Les États-Unis confirment l'utilisation d'armes spatiales en orbite
Les États-Unis ont reconnu pour la première fois exploiter des armes spatiales en orbite, marquant un tournant géopolitique majeur dans la militarisation de l'espace.

Les États-Unis ont reconnu pour la première fois qu'ils déploient des armes dans l'espace. Le secrétaire de l'Air Force, Troy Meink, a déclaré que le pays dispose de systèmes d'armes de contrôle spatial en orbite capables de protéger ses forces contre des actions hostiles.
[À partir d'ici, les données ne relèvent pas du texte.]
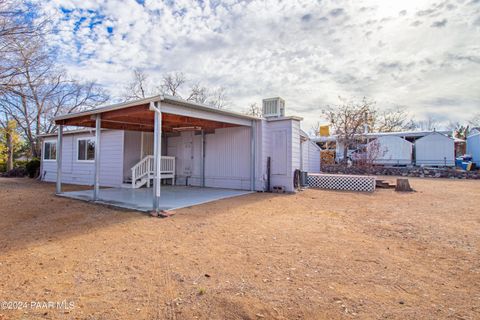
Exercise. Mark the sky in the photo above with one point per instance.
(420, 54)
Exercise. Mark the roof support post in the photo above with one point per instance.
(59, 159)
(252, 155)
(157, 154)
(96, 184)
(202, 146)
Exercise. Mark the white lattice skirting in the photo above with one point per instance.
(342, 182)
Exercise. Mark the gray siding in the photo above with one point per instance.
(78, 172)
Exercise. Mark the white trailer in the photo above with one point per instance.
(435, 149)
(473, 147)
(390, 150)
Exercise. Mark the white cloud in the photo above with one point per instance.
(421, 54)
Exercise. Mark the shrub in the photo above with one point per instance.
(33, 167)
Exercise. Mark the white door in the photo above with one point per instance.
(188, 154)
(147, 144)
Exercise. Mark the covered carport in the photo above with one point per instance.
(160, 115)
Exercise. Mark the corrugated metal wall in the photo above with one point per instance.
(435, 149)
(227, 158)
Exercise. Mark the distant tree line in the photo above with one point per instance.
(33, 86)
(351, 118)
(175, 84)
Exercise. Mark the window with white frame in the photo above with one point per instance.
(85, 149)
(50, 150)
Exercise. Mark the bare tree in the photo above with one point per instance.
(218, 98)
(138, 87)
(392, 120)
(315, 129)
(348, 119)
(198, 94)
(475, 122)
(254, 110)
(9, 139)
(172, 82)
(428, 124)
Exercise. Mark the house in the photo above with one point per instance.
(473, 146)
(390, 150)
(435, 149)
(187, 144)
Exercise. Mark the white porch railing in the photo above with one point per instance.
(143, 171)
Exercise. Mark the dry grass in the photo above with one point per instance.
(316, 254)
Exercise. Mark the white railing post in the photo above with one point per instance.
(96, 181)
(59, 159)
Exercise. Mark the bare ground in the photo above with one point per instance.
(312, 255)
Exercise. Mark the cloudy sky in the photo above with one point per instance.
(421, 54)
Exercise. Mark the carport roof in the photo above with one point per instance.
(176, 113)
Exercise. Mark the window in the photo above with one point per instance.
(50, 150)
(86, 150)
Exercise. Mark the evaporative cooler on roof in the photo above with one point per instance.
(273, 107)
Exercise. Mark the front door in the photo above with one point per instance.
(188, 154)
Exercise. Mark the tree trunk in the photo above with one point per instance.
(9, 150)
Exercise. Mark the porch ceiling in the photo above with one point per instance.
(140, 118)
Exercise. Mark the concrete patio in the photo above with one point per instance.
(172, 197)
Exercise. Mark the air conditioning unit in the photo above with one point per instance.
(273, 107)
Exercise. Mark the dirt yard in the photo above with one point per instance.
(312, 255)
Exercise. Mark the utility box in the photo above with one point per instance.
(273, 107)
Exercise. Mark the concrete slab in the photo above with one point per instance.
(172, 197)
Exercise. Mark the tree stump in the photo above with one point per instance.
(403, 185)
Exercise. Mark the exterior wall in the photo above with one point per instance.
(310, 157)
(391, 150)
(132, 147)
(79, 172)
(282, 143)
(473, 147)
(435, 150)
(227, 158)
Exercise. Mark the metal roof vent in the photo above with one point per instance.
(273, 107)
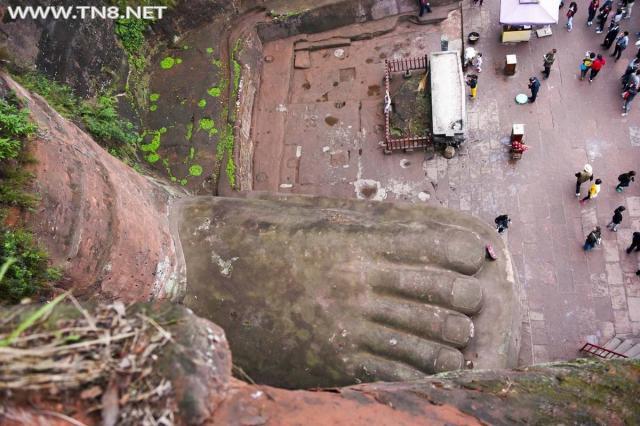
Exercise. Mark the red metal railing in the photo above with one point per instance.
(601, 352)
(409, 142)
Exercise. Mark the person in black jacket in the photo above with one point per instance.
(611, 36)
(594, 237)
(534, 85)
(502, 223)
(624, 180)
(616, 219)
(635, 243)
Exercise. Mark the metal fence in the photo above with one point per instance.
(413, 141)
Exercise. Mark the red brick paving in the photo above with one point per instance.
(570, 296)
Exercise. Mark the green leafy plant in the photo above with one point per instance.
(131, 34)
(167, 63)
(29, 271)
(100, 117)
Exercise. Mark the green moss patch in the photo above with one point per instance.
(167, 63)
(153, 157)
(189, 134)
(214, 91)
(153, 146)
(195, 170)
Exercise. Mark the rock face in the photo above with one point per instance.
(83, 53)
(105, 224)
(315, 291)
(198, 368)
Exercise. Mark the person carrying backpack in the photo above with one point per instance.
(602, 17)
(593, 9)
(594, 237)
(616, 219)
(573, 9)
(586, 63)
(624, 180)
(628, 95)
(596, 67)
(621, 44)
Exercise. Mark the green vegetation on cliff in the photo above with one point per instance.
(99, 117)
(25, 262)
(28, 266)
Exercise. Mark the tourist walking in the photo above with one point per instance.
(616, 18)
(593, 9)
(616, 219)
(611, 36)
(631, 69)
(594, 190)
(586, 63)
(596, 67)
(534, 85)
(424, 7)
(621, 44)
(573, 9)
(628, 6)
(594, 237)
(586, 174)
(472, 82)
(602, 18)
(549, 59)
(628, 95)
(476, 61)
(502, 223)
(635, 243)
(625, 179)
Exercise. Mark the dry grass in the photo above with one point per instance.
(104, 358)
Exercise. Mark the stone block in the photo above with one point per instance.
(302, 60)
(634, 308)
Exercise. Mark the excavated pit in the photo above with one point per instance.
(310, 123)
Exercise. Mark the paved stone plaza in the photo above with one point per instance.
(331, 116)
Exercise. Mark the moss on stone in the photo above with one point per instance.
(195, 170)
(167, 63)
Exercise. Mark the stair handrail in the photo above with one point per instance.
(584, 348)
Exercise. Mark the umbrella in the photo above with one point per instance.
(529, 12)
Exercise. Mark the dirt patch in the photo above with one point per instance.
(373, 90)
(331, 121)
(347, 74)
(411, 115)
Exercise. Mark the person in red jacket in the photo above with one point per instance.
(596, 66)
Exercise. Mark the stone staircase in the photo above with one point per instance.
(627, 346)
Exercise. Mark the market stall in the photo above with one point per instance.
(520, 17)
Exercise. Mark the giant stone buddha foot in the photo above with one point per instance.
(315, 291)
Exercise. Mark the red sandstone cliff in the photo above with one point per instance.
(103, 223)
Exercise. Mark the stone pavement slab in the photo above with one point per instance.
(569, 296)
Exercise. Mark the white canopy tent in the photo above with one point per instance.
(529, 12)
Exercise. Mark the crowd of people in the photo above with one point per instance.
(615, 37)
(590, 67)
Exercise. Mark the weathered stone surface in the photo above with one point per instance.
(316, 292)
(83, 53)
(302, 60)
(577, 392)
(103, 223)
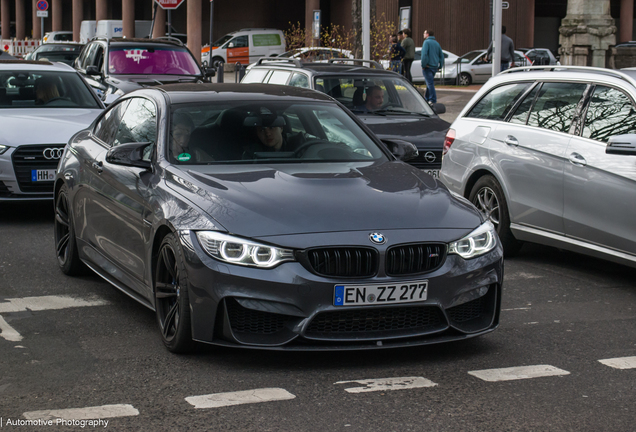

Le lendemain, le général Douglas Schiess a confirmé que le personnel de la Force spaziale opère déjà des armements en orbite.
Ces déclarations marquent la transformation de l'espace, passant d'une simple infrastructure de communication et de renseignement à un domaine opérationnel où il est possible de brouiller, tromper et potentiellement frapper des actifs ennemis.
Défis techniques et dynamiques orbitales
Les satellites évoluent principalement sur trois orbites : l'orbite terrestre basse (LEO), l'orbite moyenne (MEO) et l'orbite géostationnaire (GEO). Le mouvement orbital est hautement prévisible, ce qui complique la défense des plateformes.
"Si l'on souhaite qu'une plateforme soit disponible au-dessus d'une zone précise à tout moment, un seul véhicule en orbite basse ne suffit pas", explique le Dr Yinon Yavor, chef du département de génie mécanique au Collège Afeka. "Il faut une constellation."
Chaque kilogramme de carburant, de blindage ou d'armement rajouté complexifie les lancements et expose les satellites aux radiations et aux variations thermiques extrêmes dans le vide spatial.
Neutralisation non cinétique et intelligence artificielle
La guerre spatiale pourrait également impliquer des moyens non cinétiques, tels que le brouillage des communications, l'usurpation de signaux ou l'utilisation de lasers pour aveugler les capteurs.
"La neutralisation par brouillage permet de produire un effet comparable à un impact cinétique sans pulvériser la structure en millions de débris", souligne Roi Bargil, PDG de Velorix.
L'accumulation de débris spatiaux constitue un frein majeur aux attaques cinétiques, risquant de détruire des infrastructures civiles et orbitales. C'est pourquoi l'intégration de l'intelligence artificielle devient cruciale pour automatiser la détection des menaces et accélérer les temps de réponse tactiques dans un contexte de course aux armements accrue.